Uma idéia antiga, mas que sempre volta com ares de novidade, é a da “interiorização do Mercosul”, tendo como suporte a construção da hidrovia Paraná-Paraguai. O projeto original dessa via envolve os cinco países da bacia do rio da Prata -Bolívia, Brasil, Paraguai, Uruguai e Argentina- e prevê a execução de centenas de obras de dragagens, derrocamento, retificação de curvas -aumentando o raio- dos rios Paraná e Paraguai a partir de Cáceres, atravessando 1.300 quilômetros do Pantanal até Nueva Palmira, no Uruguai.
O propósito seria permitir o tráfego de barcaças “24 horas por dia, os 365 dias do ano”. Em 1988 o Ministério dos Transportes chegou a anunciar a aplicação de US$ 400 milhões na construção de um canal de navegação.

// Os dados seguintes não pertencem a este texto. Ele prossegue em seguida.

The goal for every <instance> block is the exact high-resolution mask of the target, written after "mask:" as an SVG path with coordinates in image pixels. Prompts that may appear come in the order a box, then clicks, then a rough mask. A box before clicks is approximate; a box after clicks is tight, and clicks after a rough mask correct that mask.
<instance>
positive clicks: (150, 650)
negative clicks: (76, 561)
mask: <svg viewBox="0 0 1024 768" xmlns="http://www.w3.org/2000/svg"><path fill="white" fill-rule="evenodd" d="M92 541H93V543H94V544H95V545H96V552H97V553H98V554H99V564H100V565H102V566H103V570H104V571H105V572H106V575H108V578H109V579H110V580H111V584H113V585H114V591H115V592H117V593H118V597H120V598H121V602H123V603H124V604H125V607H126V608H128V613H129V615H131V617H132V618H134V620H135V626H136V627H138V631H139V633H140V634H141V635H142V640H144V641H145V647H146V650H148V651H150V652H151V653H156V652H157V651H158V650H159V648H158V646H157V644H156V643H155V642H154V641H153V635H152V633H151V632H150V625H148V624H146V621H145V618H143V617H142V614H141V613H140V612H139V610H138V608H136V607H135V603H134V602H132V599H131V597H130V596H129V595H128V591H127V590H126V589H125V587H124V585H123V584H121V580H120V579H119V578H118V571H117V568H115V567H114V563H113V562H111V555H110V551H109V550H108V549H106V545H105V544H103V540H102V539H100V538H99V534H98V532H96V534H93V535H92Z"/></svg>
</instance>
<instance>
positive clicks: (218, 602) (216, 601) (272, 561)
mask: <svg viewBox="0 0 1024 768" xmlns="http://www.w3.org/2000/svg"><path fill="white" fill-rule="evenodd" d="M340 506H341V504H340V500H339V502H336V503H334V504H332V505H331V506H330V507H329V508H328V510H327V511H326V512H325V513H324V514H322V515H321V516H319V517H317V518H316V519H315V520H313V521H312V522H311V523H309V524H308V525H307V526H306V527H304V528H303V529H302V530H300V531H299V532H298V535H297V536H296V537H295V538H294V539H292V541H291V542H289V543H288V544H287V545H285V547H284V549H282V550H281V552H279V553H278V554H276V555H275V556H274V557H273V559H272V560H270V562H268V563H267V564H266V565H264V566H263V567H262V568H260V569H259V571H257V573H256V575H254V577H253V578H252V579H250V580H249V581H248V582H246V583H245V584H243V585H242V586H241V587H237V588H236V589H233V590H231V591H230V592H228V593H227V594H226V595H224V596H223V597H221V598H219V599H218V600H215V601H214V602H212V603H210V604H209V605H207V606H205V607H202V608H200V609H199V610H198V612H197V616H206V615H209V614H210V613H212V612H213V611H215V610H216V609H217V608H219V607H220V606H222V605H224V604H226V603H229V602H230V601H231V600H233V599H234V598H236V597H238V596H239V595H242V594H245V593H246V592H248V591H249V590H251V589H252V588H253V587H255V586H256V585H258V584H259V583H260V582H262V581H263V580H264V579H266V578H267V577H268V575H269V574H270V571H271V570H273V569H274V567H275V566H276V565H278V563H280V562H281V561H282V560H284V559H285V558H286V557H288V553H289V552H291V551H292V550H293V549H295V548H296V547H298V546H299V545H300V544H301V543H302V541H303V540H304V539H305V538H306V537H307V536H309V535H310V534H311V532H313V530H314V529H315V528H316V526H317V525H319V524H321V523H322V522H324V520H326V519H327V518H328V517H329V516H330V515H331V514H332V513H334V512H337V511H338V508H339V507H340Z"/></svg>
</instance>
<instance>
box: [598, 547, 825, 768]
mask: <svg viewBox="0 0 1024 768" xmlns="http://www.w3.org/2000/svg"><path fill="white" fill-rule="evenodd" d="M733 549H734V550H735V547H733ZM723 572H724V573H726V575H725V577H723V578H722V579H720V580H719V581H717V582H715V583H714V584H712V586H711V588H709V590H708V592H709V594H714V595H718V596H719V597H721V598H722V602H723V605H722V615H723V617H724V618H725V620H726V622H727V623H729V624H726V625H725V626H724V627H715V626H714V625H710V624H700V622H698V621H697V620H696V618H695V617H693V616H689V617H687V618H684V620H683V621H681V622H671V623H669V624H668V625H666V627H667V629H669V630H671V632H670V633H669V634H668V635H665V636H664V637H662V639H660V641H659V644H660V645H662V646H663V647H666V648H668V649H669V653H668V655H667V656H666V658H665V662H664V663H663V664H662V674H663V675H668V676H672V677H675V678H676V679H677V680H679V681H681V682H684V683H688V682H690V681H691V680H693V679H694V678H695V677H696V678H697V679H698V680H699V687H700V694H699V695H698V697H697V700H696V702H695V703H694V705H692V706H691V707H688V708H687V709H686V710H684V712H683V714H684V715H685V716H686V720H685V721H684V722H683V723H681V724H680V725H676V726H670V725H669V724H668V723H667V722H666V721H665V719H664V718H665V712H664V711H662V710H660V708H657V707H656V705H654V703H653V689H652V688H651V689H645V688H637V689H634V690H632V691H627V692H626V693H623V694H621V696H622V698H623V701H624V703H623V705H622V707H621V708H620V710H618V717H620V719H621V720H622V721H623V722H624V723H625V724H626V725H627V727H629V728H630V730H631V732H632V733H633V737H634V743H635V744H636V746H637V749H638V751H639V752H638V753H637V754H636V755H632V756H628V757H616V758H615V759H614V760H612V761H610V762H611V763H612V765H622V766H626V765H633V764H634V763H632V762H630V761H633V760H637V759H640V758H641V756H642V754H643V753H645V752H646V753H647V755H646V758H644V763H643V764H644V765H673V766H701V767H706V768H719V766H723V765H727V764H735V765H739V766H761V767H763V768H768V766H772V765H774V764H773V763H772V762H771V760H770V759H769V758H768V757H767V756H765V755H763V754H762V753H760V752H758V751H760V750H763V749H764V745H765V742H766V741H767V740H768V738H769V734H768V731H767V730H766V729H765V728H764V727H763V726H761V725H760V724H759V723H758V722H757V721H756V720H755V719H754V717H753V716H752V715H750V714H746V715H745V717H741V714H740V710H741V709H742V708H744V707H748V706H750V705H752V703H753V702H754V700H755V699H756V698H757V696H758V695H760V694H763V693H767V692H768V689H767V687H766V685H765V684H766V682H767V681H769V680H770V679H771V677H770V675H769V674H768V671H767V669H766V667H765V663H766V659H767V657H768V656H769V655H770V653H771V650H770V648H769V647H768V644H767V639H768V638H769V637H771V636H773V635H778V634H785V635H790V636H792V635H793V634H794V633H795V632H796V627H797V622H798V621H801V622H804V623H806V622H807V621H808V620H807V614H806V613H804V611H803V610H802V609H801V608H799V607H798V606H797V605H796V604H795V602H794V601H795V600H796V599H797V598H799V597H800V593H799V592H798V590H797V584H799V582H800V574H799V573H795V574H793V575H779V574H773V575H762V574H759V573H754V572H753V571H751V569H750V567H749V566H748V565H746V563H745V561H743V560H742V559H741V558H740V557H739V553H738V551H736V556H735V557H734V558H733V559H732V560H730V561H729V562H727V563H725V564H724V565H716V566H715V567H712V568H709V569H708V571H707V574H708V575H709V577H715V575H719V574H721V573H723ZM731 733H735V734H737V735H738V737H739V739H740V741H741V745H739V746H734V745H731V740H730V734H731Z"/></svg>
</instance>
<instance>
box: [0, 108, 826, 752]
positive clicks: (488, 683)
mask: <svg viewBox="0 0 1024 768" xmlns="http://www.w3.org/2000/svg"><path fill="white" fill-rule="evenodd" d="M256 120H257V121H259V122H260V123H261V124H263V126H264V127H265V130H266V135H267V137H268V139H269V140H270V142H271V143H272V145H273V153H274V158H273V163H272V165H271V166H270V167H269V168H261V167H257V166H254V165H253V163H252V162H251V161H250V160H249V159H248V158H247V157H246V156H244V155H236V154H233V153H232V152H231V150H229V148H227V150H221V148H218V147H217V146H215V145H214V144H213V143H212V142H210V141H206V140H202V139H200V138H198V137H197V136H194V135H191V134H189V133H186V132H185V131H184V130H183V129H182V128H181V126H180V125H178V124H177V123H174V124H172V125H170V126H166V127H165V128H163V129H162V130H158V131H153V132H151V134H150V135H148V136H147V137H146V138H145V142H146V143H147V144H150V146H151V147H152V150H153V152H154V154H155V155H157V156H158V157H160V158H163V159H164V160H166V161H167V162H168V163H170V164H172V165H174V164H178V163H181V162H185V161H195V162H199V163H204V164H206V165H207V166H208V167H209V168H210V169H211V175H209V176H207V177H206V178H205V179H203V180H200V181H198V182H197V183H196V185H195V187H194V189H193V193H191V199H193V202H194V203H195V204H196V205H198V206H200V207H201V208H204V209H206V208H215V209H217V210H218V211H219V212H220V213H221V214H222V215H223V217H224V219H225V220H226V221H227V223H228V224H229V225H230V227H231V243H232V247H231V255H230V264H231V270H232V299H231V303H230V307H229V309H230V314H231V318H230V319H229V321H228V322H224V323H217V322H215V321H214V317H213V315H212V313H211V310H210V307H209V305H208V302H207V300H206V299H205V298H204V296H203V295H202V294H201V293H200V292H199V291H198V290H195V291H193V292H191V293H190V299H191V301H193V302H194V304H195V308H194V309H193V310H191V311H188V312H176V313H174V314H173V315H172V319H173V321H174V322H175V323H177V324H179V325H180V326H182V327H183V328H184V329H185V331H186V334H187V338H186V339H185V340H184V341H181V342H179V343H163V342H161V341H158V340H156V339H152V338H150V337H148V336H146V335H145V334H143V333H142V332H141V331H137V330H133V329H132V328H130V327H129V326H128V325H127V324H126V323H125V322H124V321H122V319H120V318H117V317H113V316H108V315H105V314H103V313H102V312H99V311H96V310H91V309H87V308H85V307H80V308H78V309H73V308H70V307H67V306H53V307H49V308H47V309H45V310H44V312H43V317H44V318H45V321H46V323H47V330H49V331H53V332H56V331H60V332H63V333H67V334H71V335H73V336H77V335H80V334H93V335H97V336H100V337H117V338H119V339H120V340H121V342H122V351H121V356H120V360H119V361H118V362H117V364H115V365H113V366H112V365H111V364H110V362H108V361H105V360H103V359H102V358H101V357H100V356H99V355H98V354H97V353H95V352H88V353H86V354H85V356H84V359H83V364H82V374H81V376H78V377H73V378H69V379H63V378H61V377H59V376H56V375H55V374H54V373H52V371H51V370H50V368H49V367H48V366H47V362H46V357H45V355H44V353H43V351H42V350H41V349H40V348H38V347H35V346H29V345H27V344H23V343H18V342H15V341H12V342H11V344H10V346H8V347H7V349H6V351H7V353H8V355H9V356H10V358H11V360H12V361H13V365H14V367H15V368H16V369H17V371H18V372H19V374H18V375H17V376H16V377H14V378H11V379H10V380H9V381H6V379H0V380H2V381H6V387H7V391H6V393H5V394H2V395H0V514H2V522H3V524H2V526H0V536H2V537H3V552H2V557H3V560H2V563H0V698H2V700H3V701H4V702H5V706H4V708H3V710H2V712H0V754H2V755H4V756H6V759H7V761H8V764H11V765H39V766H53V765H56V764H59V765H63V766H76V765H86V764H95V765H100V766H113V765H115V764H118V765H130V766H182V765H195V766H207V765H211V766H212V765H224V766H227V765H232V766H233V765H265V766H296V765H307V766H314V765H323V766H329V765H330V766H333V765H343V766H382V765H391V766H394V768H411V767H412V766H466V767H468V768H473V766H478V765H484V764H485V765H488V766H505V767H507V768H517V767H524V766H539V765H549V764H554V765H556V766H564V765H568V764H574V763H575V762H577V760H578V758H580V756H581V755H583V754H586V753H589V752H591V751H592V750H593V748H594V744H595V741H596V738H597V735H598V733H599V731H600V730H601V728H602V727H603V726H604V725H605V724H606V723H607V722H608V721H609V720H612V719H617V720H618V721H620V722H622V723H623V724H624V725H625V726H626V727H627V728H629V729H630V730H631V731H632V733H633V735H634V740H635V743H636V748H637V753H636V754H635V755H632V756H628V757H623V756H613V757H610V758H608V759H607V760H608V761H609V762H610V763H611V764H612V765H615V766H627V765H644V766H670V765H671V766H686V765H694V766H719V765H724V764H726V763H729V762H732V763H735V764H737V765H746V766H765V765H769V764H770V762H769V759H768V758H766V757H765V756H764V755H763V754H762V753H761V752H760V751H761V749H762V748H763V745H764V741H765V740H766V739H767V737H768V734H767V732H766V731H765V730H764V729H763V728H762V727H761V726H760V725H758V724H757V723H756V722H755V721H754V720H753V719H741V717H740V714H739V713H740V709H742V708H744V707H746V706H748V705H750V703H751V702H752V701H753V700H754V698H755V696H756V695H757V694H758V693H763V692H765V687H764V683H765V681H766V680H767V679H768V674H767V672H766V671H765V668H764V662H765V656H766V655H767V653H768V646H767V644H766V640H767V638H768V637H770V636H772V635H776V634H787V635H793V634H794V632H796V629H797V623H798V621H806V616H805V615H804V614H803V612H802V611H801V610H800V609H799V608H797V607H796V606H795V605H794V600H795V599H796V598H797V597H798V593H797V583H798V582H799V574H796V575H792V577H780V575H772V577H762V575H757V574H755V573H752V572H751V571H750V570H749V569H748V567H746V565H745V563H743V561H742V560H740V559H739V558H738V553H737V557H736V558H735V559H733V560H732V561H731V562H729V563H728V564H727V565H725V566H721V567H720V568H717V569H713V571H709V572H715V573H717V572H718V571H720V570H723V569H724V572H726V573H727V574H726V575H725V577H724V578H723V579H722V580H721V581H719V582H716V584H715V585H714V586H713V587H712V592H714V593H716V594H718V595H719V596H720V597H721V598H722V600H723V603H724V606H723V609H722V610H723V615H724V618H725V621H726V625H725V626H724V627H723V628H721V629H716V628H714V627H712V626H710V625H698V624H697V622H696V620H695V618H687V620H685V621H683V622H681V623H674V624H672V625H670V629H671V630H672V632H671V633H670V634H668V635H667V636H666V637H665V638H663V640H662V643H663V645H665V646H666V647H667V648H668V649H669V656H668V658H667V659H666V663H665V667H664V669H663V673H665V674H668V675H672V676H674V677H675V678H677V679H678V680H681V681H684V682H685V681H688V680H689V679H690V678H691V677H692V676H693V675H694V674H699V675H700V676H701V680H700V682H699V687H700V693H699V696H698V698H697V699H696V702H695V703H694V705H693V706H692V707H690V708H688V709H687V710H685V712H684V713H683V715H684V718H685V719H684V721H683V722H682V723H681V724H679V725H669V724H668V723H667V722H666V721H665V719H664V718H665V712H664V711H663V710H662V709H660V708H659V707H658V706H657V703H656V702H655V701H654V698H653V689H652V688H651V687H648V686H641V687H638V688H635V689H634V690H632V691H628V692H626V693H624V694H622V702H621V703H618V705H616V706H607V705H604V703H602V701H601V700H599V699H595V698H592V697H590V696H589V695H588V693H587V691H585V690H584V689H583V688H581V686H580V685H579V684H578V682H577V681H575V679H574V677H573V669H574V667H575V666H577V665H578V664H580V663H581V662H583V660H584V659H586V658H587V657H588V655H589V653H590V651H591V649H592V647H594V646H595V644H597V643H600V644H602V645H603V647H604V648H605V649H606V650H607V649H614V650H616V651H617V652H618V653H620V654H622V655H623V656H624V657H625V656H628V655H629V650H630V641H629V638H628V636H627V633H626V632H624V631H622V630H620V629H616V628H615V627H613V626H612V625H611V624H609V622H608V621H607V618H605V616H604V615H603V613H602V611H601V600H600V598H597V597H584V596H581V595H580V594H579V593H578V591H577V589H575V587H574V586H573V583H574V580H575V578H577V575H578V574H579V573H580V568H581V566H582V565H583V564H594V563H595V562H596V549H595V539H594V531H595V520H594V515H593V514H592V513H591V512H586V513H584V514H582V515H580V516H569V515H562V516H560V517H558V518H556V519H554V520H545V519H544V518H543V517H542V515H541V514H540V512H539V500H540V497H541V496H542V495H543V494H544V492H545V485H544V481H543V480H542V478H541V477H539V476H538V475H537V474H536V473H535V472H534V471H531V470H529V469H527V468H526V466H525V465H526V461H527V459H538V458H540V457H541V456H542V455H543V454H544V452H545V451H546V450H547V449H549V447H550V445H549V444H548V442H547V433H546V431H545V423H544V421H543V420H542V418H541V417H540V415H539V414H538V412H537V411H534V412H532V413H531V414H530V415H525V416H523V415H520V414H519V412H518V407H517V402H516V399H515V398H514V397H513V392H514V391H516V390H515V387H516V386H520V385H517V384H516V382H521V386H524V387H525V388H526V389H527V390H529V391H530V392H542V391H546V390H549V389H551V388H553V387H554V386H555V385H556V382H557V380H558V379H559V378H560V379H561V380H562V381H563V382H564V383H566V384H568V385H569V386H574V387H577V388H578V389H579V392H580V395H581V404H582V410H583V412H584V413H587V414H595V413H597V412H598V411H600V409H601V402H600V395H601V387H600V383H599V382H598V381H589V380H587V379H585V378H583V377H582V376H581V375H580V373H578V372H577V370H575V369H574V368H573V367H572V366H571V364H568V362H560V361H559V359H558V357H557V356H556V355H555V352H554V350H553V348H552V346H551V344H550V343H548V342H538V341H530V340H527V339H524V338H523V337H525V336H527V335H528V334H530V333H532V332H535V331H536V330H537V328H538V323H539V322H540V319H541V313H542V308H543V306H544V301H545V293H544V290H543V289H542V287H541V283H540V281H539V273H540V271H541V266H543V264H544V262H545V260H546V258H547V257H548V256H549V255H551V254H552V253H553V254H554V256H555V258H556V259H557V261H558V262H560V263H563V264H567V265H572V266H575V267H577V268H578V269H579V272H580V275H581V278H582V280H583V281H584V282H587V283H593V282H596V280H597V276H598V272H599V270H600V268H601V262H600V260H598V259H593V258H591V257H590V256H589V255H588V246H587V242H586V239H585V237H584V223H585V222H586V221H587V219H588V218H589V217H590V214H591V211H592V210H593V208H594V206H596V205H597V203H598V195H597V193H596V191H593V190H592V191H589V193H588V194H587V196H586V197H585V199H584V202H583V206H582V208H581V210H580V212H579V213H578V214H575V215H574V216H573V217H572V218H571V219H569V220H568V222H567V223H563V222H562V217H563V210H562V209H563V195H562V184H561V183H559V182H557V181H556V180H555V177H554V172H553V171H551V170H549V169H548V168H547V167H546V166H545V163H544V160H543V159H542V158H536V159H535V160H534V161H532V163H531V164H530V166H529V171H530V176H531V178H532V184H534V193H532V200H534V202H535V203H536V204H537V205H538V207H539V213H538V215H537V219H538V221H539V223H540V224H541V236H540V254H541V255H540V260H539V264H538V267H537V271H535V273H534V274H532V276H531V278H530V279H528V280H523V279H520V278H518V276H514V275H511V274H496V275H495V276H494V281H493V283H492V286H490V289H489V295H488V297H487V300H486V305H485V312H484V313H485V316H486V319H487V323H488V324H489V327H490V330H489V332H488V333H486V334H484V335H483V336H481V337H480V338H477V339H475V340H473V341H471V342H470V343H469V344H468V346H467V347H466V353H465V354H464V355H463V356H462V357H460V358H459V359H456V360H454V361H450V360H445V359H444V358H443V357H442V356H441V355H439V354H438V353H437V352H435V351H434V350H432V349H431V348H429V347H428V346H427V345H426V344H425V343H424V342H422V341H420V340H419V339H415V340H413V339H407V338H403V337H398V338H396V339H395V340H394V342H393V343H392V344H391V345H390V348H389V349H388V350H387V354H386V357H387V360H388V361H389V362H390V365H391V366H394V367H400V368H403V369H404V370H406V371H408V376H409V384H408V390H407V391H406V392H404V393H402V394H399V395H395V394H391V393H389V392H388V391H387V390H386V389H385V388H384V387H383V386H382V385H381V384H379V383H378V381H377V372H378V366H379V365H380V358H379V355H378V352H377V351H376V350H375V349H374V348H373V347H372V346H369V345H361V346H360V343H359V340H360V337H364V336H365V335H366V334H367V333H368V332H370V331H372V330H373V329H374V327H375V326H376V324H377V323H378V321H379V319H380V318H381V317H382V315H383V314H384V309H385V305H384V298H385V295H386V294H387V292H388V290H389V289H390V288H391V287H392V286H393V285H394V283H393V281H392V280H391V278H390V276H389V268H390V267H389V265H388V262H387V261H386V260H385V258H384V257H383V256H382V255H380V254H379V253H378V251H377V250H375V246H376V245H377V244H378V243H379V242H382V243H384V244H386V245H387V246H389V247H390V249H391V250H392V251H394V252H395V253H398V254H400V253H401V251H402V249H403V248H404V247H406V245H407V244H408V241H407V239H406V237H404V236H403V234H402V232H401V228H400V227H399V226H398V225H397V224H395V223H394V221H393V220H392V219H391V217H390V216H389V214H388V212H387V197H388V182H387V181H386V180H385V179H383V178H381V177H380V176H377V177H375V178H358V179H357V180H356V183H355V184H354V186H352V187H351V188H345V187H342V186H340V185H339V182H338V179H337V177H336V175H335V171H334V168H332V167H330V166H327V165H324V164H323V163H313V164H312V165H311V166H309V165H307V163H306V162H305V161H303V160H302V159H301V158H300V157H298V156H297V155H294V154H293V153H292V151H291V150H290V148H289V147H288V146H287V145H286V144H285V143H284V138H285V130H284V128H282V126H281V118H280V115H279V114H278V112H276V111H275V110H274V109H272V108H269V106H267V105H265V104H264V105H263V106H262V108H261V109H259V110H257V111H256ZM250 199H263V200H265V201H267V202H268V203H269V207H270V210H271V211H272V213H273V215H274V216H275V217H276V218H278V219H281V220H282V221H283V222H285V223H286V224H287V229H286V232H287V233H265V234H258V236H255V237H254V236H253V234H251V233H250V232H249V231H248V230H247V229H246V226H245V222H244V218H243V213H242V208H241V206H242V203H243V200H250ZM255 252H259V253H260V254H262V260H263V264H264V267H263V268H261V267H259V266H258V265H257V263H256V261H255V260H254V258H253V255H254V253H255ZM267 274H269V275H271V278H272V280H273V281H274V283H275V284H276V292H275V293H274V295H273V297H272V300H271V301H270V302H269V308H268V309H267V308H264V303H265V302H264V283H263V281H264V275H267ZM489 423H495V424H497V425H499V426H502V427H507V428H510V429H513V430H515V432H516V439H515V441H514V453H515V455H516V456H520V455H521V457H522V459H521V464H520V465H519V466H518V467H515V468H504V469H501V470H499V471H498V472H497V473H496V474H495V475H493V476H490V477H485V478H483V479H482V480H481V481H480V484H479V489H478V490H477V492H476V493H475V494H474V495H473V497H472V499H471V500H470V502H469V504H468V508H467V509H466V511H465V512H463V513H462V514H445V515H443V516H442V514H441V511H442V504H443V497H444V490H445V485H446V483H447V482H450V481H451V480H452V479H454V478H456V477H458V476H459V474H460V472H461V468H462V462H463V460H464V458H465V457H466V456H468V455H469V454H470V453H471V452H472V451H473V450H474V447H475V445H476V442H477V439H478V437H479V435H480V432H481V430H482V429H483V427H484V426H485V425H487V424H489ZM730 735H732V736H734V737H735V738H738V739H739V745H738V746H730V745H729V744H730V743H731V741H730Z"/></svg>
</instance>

Estudos demonstraram que as consequências negativas são extensas, apontando, inclusive, a possibilidade de secar algumas áreas do Pantanal, com reflexos sobre importantes atividades econômicas como o turismo e a pecuária.
Os muitos lances da hidrovia como “espinha dorsal do Mercosul”, sua inviabilidade econômica e os impactos no Pantanal são histórias já contadas, inclusive pela Folha. O que há de novidade é que os interessados no empreendimento mudaram suas estratégias e argumentos para diminuir a reação contrária da população.
A primeira dessas mudanças foi não mais apresentar a hidrovia em seu conjunto, com todas as suas intervenções no rio Paraguai, mas por partes. Esse é caso da proposta de construção de um porto na localidade de Morrinhos, 80 quilômetros abaixo de Cáceres, em plena região alagada do Pantanal, pela empresa americana ACBL. Essa obra, se executada, deverá ter em sua contabilidade impactos diretos e indiretos consideráveis. Quem conhece a região sabe que serão necessárias obras associadas, como estradas, as quais deverão abrir caminho entre as águas por meio de aterros para alcançar as margens do rio.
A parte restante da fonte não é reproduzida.